Perhabs vegan :: adonis () est quelque chose pour vous? Je ne sais pas si c'est ce que vous cherchez.

Il fonctionne sur la matrice de distance et compare les distances à l'intérieur d'une condition plus grandes qu'entre les conditions.

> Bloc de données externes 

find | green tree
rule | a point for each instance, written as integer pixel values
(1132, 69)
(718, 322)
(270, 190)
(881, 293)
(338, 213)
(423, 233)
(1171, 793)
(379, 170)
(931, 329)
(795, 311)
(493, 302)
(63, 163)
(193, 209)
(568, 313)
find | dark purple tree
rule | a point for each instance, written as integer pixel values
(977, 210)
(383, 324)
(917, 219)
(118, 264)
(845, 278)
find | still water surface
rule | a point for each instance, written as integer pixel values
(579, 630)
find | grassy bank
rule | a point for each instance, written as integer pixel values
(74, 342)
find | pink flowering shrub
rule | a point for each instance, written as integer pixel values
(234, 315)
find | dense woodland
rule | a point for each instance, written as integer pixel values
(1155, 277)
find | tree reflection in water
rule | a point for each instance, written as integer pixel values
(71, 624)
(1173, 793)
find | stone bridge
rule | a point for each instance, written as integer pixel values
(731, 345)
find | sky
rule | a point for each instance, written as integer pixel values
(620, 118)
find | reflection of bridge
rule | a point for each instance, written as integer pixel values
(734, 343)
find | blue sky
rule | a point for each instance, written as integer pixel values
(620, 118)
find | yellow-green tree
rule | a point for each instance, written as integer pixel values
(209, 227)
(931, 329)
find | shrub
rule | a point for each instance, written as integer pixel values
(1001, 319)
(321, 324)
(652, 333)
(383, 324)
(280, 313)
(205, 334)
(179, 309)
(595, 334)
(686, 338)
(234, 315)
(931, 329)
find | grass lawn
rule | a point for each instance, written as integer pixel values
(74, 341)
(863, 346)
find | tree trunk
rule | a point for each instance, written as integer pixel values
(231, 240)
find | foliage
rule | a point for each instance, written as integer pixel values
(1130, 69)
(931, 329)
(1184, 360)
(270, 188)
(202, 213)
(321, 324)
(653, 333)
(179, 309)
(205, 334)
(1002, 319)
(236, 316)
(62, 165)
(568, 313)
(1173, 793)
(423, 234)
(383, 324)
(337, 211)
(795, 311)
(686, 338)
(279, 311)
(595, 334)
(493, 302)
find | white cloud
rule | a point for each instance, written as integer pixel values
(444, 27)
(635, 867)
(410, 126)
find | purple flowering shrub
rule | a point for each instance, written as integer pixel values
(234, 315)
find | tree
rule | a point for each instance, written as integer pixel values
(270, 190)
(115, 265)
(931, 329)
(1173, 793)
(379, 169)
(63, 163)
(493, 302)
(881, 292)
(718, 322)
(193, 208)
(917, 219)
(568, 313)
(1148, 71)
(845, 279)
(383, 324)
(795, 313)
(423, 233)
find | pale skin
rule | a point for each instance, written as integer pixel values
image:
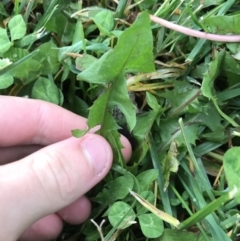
(45, 172)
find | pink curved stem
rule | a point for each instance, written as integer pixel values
(195, 33)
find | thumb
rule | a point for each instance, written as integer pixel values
(50, 180)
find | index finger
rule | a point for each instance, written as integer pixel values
(27, 121)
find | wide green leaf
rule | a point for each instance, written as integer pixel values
(6, 80)
(146, 178)
(177, 235)
(45, 89)
(17, 27)
(223, 24)
(151, 225)
(133, 53)
(121, 211)
(115, 190)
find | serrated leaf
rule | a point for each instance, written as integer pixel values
(231, 163)
(5, 43)
(151, 225)
(118, 211)
(136, 56)
(17, 27)
(45, 89)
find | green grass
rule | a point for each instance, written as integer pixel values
(177, 95)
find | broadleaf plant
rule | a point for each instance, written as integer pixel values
(132, 54)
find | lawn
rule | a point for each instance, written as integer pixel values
(164, 73)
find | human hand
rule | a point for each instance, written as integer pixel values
(54, 171)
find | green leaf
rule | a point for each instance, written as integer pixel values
(152, 102)
(6, 80)
(118, 211)
(17, 27)
(148, 196)
(85, 61)
(29, 70)
(170, 163)
(151, 225)
(48, 57)
(5, 43)
(231, 163)
(211, 74)
(4, 63)
(115, 190)
(135, 56)
(177, 235)
(146, 178)
(45, 89)
(104, 21)
(180, 97)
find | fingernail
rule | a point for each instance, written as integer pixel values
(98, 152)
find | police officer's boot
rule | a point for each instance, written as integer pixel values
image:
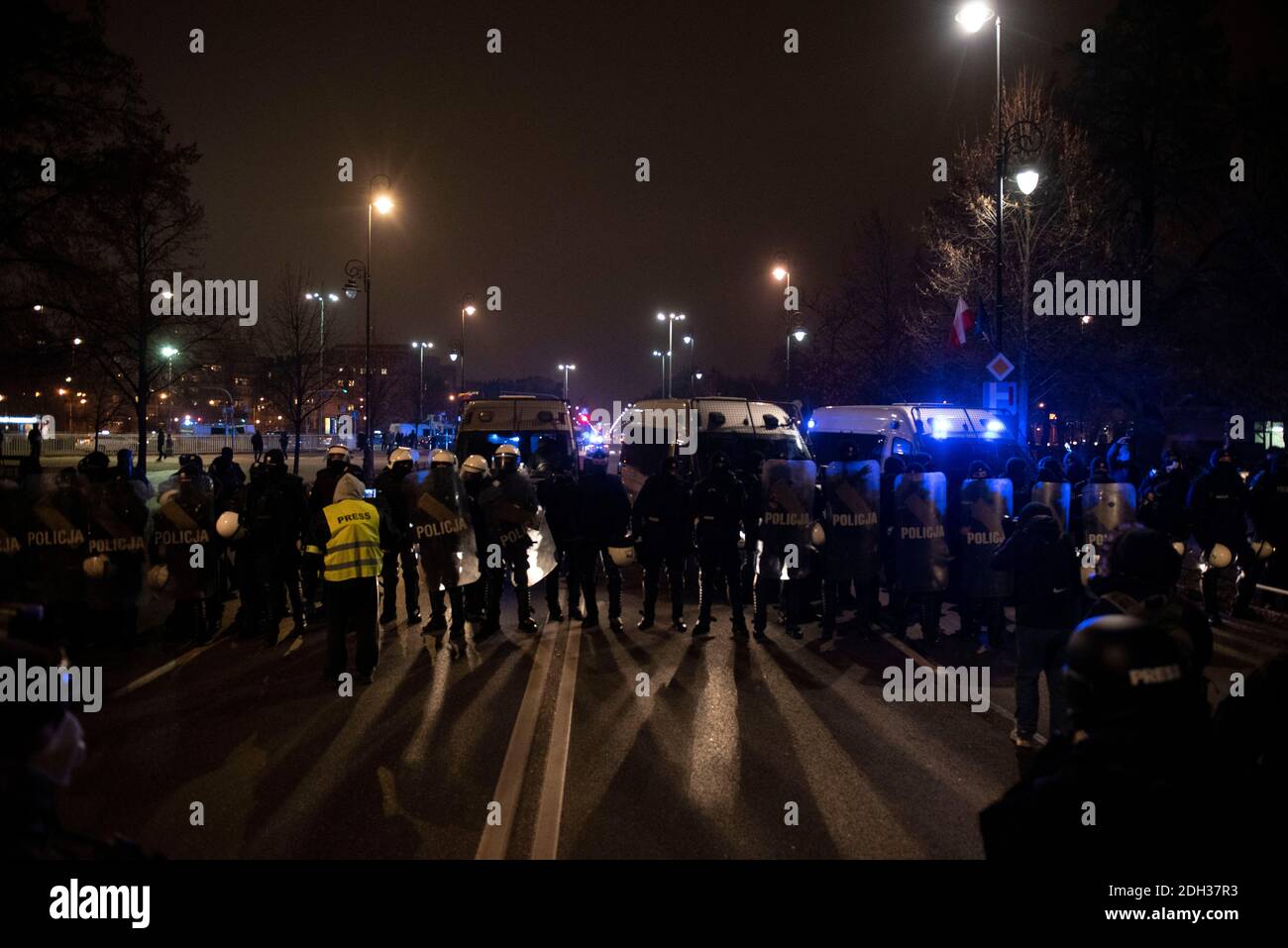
(437, 607)
(299, 612)
(524, 596)
(389, 595)
(703, 625)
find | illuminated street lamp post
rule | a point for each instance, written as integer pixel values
(567, 369)
(670, 318)
(1028, 138)
(420, 391)
(467, 309)
(799, 335)
(361, 269)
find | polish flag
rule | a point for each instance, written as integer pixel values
(964, 321)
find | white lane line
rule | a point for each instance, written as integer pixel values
(162, 670)
(550, 807)
(921, 660)
(496, 839)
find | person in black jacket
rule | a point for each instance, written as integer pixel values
(557, 492)
(395, 493)
(1219, 513)
(1163, 494)
(278, 517)
(1137, 576)
(1046, 579)
(719, 506)
(603, 520)
(662, 523)
(1137, 764)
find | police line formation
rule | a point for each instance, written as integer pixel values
(84, 541)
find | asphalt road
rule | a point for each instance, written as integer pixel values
(553, 745)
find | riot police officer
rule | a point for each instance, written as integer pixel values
(662, 524)
(446, 537)
(1218, 507)
(1163, 494)
(510, 505)
(603, 519)
(475, 478)
(1141, 753)
(751, 479)
(395, 493)
(278, 517)
(1267, 498)
(719, 506)
(850, 517)
(558, 496)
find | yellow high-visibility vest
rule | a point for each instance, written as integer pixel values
(353, 550)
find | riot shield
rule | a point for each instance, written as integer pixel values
(919, 536)
(183, 520)
(984, 505)
(1104, 509)
(786, 518)
(56, 546)
(851, 493)
(117, 544)
(442, 528)
(520, 531)
(1056, 496)
(13, 514)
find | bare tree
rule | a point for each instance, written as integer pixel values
(288, 342)
(1063, 226)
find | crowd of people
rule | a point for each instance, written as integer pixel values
(771, 535)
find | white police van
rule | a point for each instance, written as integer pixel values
(953, 436)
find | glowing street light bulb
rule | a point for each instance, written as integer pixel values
(973, 16)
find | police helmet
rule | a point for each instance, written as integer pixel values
(473, 467)
(506, 459)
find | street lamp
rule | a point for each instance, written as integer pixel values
(361, 269)
(420, 391)
(467, 309)
(799, 335)
(566, 369)
(670, 318)
(1028, 138)
(321, 300)
(692, 343)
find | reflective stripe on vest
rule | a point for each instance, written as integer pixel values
(353, 550)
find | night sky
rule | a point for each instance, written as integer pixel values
(518, 168)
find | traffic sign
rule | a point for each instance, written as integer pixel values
(1000, 368)
(1001, 395)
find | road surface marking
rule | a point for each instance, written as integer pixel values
(921, 660)
(550, 805)
(162, 670)
(496, 839)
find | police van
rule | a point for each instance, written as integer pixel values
(702, 427)
(953, 436)
(540, 428)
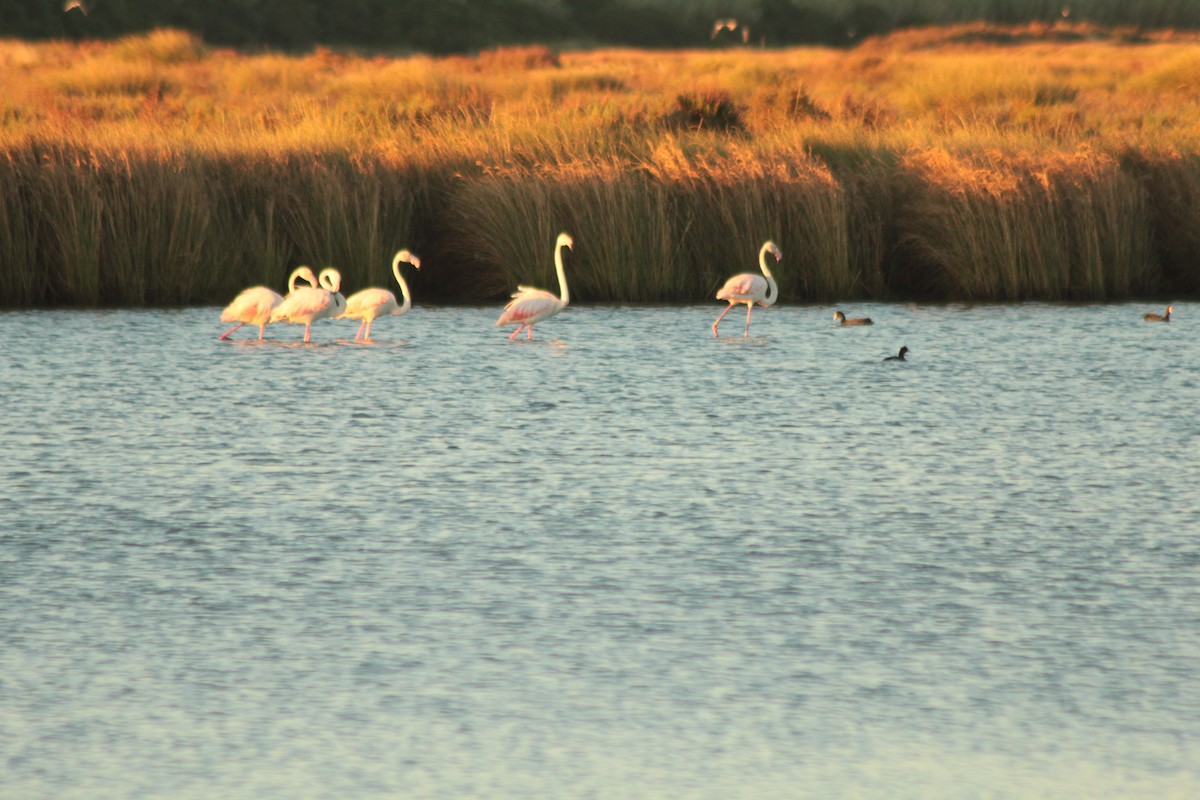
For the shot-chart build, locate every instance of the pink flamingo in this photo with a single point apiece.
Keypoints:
(529, 305)
(307, 304)
(370, 304)
(253, 306)
(750, 288)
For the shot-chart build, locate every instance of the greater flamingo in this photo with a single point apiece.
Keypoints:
(751, 288)
(853, 320)
(253, 306)
(529, 305)
(370, 304)
(307, 305)
(1159, 318)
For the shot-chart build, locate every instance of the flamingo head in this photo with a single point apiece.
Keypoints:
(405, 256)
(331, 280)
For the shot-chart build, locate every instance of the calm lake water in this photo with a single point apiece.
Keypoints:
(622, 560)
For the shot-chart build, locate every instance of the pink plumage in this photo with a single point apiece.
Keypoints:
(371, 304)
(253, 306)
(750, 288)
(307, 305)
(529, 305)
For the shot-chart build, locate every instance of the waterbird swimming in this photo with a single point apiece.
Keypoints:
(750, 288)
(1159, 318)
(531, 305)
(853, 320)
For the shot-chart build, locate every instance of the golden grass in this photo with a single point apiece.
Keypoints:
(156, 169)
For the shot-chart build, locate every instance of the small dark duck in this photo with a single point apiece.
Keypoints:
(1159, 318)
(857, 320)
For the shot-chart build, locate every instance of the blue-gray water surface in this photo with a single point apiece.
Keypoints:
(622, 560)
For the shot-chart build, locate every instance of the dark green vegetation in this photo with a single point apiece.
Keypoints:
(466, 25)
(155, 170)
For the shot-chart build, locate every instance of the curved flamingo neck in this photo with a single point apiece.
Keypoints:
(565, 298)
(330, 280)
(400, 280)
(301, 272)
(772, 287)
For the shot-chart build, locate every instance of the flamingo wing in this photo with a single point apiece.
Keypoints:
(301, 306)
(250, 306)
(528, 306)
(743, 288)
(375, 302)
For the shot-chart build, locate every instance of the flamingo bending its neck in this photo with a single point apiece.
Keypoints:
(255, 305)
(306, 305)
(751, 288)
(529, 305)
(370, 304)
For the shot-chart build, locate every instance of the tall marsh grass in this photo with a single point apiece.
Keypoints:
(156, 170)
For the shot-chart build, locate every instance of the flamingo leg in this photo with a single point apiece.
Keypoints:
(727, 308)
(231, 330)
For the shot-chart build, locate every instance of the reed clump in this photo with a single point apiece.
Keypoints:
(156, 169)
(996, 227)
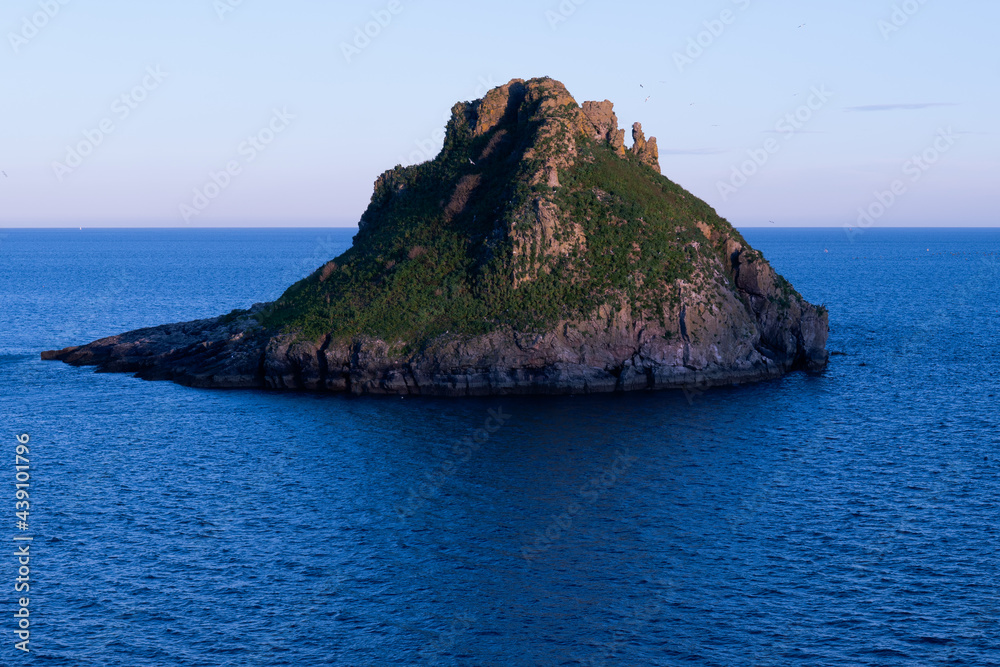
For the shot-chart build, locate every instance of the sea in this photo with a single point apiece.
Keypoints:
(844, 518)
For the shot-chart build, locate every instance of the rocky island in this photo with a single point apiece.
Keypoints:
(536, 254)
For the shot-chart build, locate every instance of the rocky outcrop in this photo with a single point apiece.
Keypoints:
(645, 151)
(517, 189)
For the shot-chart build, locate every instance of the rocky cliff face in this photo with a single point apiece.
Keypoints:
(535, 254)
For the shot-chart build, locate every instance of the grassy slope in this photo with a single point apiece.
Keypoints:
(412, 274)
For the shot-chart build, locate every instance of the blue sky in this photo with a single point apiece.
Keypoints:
(258, 103)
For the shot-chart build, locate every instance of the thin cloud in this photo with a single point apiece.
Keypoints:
(900, 107)
(796, 132)
(691, 151)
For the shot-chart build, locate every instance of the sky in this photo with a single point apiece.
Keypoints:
(238, 113)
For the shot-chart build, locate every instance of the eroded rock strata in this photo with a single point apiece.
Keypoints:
(535, 254)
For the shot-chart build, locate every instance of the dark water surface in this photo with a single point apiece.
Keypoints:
(844, 519)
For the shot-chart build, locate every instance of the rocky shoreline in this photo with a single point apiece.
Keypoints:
(695, 305)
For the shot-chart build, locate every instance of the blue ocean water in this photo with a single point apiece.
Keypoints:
(849, 518)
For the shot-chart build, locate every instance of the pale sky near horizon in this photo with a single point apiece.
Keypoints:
(895, 79)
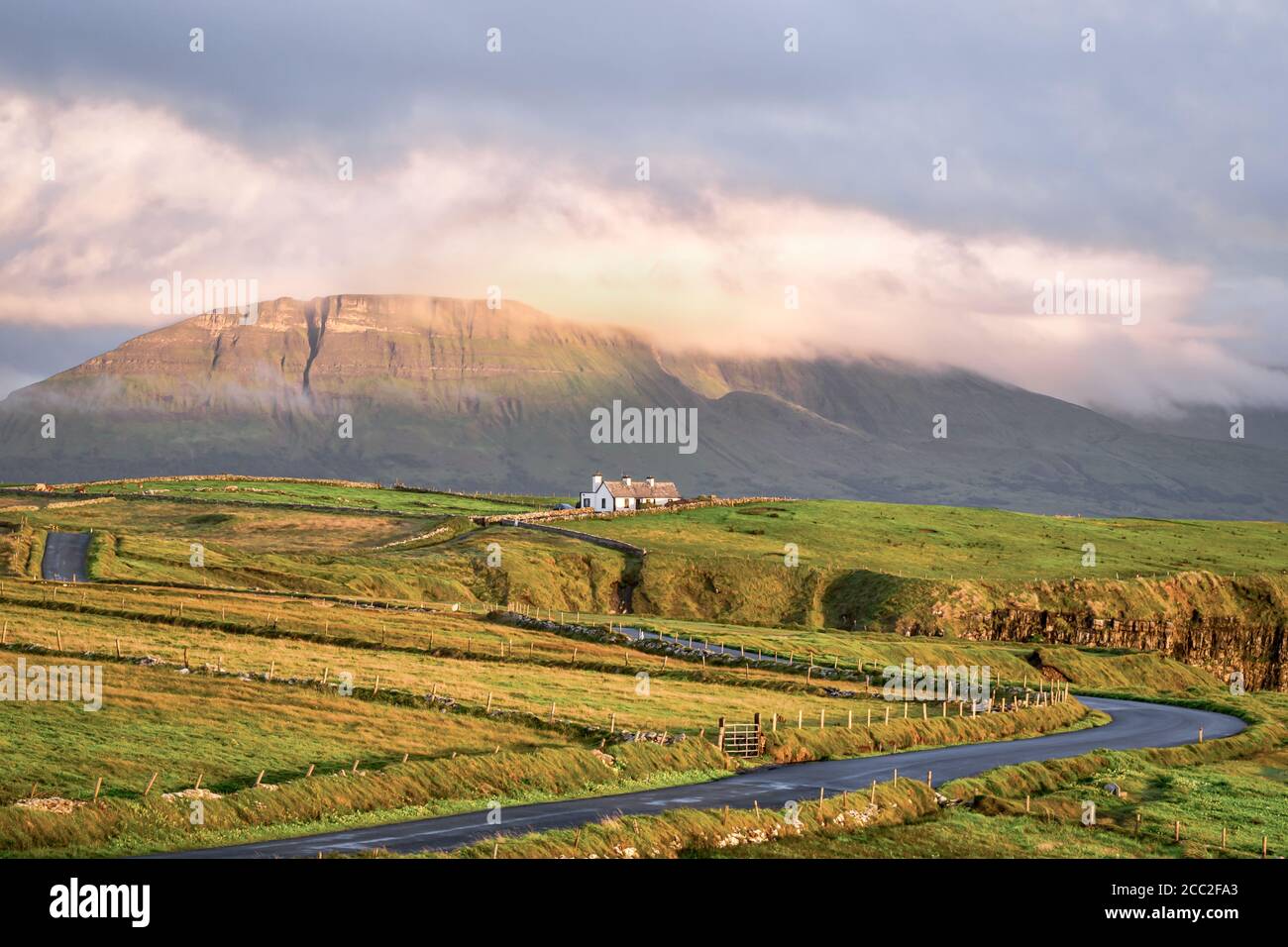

Par exemple, dans un NMDS, vous verriez une séparation claire des deux conditions.

Voici un exemple de code:

df <- data.frame(cond = rep(c("A", "B"), each = 100), 
 v1 <- jitter(rep(c(20, 100), each = 100)),
 v2 <- jitter(rep(c(0, 80), each = 100)),
 v3 <- jitter(rep(c(40, 5), each = 100)),
 v4 <- jitter(rep(c(42, 47), each = 100)),
 v5 <- jitter(rep(c(78, 100), each = 100)),
 v6 <- jitter(rep(c(10, 100), each = 100)))

# PCA
require(vegan)
pca <- rda(df[ ,-1], scale = TRUE)
ssc <- scores(pca, display = "sites")
ordiplot(pca, type = "n")
points(ssc[df$cond == "A", ], col = "red", pch = 16)
points(ssc[df$cond == "B", ], col = "blue", pch = 16)

# NMDS
nmds <- metaMDS(df[ ,-1], distance = "euclidian")
nmsc <- scores(nmds, display = "sites")
ordiplot(nmds, type = "n")
points(nmsc[df$cond == "A", ], col = "red", pch = 16)
points(nmsc[df$cond == "B", ], col = "blue", pch = 16)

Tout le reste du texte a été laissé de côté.